週刊BCN 2005年05月16日vol.1088掲載

 東京ビッグサイト(江東区)で開催された「Display2005(第1回国際フラットパネルディスプレイ展)」で注目技術を発見した。東芝が4月15日に発表した「インテグラルイメージング方式(光線再生方式)」を採用した裸眼立体視ディスプレイ技術だ。裸眼立体視技術としてはメジャーな「レンチキュラ方式」をベースに、視差数を増やして視野角の拡大と画質面の向上を図ったものだという。

 ディスプレイ表面にカマボコ型の微少なレンズ群を配置し、光の進行方向を制御。ソース画像を縦方向に裁断(インターリーブ)した状態で、レンズ下部にある画素に配置すると、レンズから多方向に光が出て、空間に立体映像を結像させる仕組みだ。光学的に“実像”を作る方式のため、目の負担を軽減し、長時間の視聴にも向いている。

 映像ソースには、12ないし16方向から撮影した平面画像もしくは相当するCG(コンピュータグラフィックス)データを使用(16視差)する。視差数が少ないと立体視できる範囲が狭かったり、見る位置によって3D映像が不自然に切り換わるといった問題が生じるが、正面から左右30度程度の範囲であれば、どこからでも自然な立体映像を見ることが可能だ。横から見ても像は歪まず、顔を動かすと表示した物体の側面が見えてくる。

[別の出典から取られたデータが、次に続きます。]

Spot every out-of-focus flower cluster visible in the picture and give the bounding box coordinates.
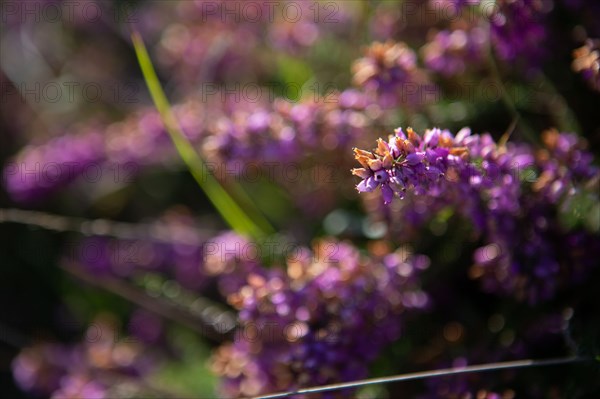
[353,128,600,302]
[12,318,156,399]
[572,39,600,91]
[213,241,429,397]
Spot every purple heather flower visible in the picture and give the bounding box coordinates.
[488,0,549,66]
[212,241,428,397]
[572,39,600,91]
[421,27,488,77]
[352,41,436,108]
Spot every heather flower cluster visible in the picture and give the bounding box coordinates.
[0,0,600,399]
[572,39,600,91]
[212,241,429,397]
[12,317,155,399]
[352,128,600,303]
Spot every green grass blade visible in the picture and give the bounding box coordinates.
[131,31,273,238]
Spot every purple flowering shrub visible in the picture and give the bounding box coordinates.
[0,0,600,399]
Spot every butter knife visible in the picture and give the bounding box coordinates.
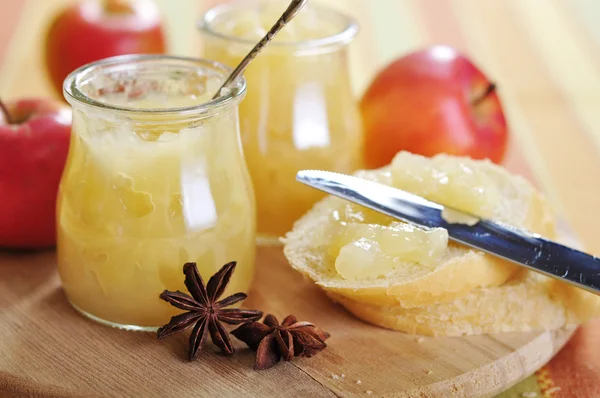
[296,170,600,295]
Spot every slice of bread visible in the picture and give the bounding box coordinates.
[283,153,554,308]
[328,271,574,336]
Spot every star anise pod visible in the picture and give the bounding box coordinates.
[231,315,329,370]
[158,262,262,361]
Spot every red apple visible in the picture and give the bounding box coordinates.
[360,46,508,168]
[0,99,71,249]
[45,0,165,93]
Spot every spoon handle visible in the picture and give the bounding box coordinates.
[212,0,308,99]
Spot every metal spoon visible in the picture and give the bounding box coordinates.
[213,0,308,99]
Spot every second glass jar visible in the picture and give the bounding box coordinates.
[200,0,362,242]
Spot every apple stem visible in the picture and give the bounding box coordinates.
[471,83,496,106]
[0,100,12,124]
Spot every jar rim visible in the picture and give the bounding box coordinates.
[63,54,246,116]
[197,0,360,53]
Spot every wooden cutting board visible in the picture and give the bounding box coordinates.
[0,248,573,398]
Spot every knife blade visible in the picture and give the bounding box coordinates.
[296,170,600,295]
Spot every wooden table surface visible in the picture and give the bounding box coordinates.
[0,0,600,398]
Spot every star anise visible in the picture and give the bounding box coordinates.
[158,262,262,361]
[231,315,329,370]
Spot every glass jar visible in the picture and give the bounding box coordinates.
[200,0,362,242]
[57,55,256,330]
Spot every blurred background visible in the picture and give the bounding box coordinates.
[0,0,600,254]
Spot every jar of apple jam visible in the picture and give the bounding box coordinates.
[57,55,256,330]
[200,0,362,242]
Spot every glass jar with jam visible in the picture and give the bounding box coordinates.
[200,0,362,241]
[57,55,256,330]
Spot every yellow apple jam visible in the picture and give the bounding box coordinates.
[57,56,255,330]
[202,1,362,240]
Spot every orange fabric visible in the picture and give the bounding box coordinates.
[538,319,600,398]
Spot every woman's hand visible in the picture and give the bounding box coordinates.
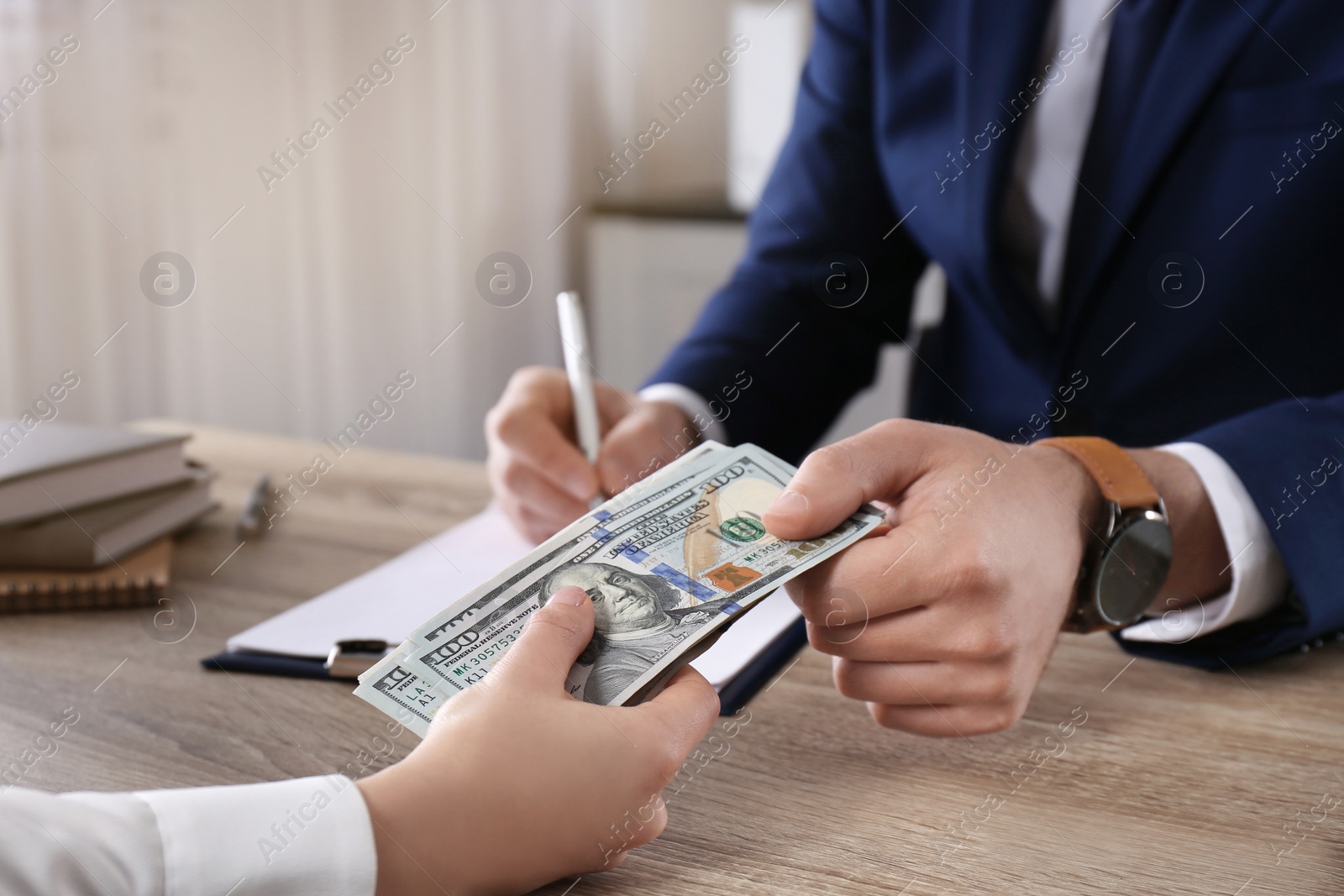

 従来の裸眼立体ディスプレイは、右目と左目の視差を利用して立体感を感じさせる方式が主流だ。この方式では正しく立体視できる角度が限られ、目が疲れやすい。しかし、インテグラルイメージング方式の採用で目の負担も軽減でき、長時間の閲覧にも疲れないこともメリットの1つだという。

 展示されていたサンプルの画面解像度は480×300ドット。地上アナログ放送並みの品質で、展示映像やビデオゲームなどが立体表示されていた。教育展示やアーケードゲーム向けが実機開発のコンセプトという。ゲームでは、立体的に凹凸があるように見えるフィールドをキャラクターが動き、タッチパネルを組み合わせることで、指さした地点にキャラクターが移動する、といったことが実現できるようだ。

 応用分野としては、ゲーム以外にも、電子書籍閲覧や飲食店や販売店でのバーチャルメニュー、設計支援などが挙げられている。東芝では、今後さらに開発を進めていく方針。現時点で技術的な問題点はクリアされており、要望があればすぐにでもサンプルを提供できる態勢にあるとしている。また、2010年にはテレビへの導入も視野に入れているという。